Automating the Deployment Process
Flightcontrol provides a build system for projects using either Nixpacks or Dockerfiles to create the build. However, if you have a continuous integration system that builds your Docker images, you can use Flightcontrol to provision your AWS infrastruture and continously deploy those images into your AWS account.
Flightcontrol supports Deploy Hooks (opens in a new tab), which are webhooks your applications can use to trigger a deployment with Flightcontrol.
Let's create a deploy hook for our project.
From the Environment settings sidebar, choose the Deploy hooks tab.
Click the Add new button to display the Create a Deploy Hook dialog.

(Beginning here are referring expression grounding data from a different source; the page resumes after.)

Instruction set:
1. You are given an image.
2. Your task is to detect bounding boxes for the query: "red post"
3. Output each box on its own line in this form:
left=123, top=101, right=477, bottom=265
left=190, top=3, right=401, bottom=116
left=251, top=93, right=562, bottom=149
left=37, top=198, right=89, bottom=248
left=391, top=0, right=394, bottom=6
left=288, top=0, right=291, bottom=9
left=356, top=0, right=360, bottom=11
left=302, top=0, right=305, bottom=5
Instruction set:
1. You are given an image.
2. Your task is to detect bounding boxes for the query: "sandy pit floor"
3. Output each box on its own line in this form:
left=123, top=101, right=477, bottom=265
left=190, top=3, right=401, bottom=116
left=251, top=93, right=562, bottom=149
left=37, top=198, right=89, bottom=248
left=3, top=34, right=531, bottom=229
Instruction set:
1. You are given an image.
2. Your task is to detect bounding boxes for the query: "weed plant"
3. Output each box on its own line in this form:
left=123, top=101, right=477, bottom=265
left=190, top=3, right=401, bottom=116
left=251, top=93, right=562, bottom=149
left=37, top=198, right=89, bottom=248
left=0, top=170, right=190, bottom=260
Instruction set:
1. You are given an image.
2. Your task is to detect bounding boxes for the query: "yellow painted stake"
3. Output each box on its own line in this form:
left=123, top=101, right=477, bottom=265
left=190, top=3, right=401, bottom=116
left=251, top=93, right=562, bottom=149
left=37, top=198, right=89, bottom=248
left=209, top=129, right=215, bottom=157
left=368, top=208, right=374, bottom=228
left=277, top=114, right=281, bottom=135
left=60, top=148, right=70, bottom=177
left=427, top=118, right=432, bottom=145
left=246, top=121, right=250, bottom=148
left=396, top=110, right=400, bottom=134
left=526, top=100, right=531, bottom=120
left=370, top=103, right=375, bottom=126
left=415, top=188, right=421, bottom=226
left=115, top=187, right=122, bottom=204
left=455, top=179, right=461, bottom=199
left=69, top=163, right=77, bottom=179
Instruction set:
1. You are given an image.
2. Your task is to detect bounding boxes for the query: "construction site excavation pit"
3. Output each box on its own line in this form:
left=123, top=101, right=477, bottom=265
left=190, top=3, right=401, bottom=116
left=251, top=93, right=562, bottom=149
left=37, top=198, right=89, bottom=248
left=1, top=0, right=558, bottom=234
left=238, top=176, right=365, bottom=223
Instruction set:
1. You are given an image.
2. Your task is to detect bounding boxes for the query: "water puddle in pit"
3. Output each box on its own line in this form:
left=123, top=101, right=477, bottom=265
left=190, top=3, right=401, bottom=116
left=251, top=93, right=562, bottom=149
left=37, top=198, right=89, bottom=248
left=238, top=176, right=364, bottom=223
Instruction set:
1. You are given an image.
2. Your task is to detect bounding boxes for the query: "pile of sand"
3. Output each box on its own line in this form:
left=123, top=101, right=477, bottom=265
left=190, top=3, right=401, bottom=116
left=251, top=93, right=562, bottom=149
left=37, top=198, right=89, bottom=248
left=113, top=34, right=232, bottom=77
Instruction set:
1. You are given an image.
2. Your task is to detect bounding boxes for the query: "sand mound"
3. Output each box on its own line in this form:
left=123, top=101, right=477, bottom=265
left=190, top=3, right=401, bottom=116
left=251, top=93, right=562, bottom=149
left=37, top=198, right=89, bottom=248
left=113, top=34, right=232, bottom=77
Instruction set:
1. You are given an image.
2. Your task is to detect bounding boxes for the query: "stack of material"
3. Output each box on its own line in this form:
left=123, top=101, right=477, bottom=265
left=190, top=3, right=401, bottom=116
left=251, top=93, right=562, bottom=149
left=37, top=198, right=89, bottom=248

Fill in a name for your hook, and then click on the Create Deploy Hook button.
After naming and creating the deploy hook, you'll see the URL for the deploy hook. You can use this URL to trigger a deployment with Flightcontrol.
Treat the deploy hook URL like a password - anyone with the URL can trigger a deployment with Flightcontrol. If you need to revoke access to the deploy hook URL, you can delete the deploy hook and create a new one.

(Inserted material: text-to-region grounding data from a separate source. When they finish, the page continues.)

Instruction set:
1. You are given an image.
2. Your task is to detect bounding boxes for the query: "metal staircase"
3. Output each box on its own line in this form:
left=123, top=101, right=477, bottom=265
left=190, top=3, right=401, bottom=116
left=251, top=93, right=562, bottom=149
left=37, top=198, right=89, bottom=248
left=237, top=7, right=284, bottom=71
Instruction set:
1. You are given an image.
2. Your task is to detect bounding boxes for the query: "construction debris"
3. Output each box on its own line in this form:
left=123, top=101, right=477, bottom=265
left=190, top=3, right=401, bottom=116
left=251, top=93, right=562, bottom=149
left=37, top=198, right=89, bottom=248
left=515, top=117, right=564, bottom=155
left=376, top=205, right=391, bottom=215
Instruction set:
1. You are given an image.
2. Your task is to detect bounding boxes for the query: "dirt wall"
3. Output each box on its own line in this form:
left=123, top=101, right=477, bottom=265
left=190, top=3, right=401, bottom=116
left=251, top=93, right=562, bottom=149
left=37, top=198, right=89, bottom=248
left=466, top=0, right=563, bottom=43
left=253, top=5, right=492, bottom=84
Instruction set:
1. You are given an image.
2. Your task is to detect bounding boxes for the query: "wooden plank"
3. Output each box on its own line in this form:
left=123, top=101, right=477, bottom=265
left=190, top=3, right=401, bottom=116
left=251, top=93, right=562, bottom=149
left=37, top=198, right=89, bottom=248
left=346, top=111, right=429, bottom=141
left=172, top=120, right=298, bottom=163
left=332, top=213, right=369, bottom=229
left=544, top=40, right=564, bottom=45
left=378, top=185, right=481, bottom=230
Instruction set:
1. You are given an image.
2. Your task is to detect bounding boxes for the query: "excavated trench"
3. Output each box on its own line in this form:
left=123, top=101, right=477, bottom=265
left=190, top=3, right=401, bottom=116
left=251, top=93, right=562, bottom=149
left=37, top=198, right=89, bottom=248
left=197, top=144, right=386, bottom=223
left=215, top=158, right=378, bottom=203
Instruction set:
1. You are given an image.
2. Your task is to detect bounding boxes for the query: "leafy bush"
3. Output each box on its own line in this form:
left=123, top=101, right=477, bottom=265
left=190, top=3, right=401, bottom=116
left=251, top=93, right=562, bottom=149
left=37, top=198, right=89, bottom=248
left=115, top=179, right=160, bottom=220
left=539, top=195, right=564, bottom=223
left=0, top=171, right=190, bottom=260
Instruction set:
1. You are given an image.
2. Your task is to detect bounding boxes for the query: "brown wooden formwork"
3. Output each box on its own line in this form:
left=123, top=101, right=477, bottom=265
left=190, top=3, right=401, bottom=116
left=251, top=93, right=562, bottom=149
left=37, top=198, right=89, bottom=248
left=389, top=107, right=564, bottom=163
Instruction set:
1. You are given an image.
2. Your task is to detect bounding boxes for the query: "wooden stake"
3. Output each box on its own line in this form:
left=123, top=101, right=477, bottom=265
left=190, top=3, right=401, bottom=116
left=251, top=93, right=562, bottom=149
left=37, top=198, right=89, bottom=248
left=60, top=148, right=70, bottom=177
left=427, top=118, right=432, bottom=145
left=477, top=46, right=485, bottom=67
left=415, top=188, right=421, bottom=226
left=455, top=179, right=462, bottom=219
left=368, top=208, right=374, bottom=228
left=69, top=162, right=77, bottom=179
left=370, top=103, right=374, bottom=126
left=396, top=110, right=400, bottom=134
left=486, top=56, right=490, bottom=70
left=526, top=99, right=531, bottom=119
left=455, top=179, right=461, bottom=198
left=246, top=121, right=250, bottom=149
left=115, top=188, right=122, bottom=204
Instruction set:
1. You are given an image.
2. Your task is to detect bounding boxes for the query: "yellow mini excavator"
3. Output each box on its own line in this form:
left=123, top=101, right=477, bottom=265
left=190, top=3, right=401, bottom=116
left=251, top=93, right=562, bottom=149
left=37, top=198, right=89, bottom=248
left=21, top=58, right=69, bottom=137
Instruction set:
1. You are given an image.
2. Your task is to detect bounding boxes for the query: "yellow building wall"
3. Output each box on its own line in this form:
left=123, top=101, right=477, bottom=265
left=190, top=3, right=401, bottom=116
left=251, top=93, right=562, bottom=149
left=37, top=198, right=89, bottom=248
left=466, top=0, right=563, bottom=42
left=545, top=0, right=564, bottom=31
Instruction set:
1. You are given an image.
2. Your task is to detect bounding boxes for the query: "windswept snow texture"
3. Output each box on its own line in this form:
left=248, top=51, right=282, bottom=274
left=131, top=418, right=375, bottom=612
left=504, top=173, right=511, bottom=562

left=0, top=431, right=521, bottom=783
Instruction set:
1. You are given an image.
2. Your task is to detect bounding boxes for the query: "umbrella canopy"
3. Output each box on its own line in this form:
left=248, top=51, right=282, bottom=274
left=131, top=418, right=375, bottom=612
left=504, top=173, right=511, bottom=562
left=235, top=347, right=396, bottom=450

You can trigger a deployment with Flightcontrol by sending an HTTP GET request to the deploy hook URL. You can load the URL in your web browser if you want to test it out.
After triggering a deployment, you'll see the deployment in the Deployments section of the envrionment dashboard.
After making a GET request to the deploy hook URL, you'll get a JSON response with the deployment ID from Flightcontrol.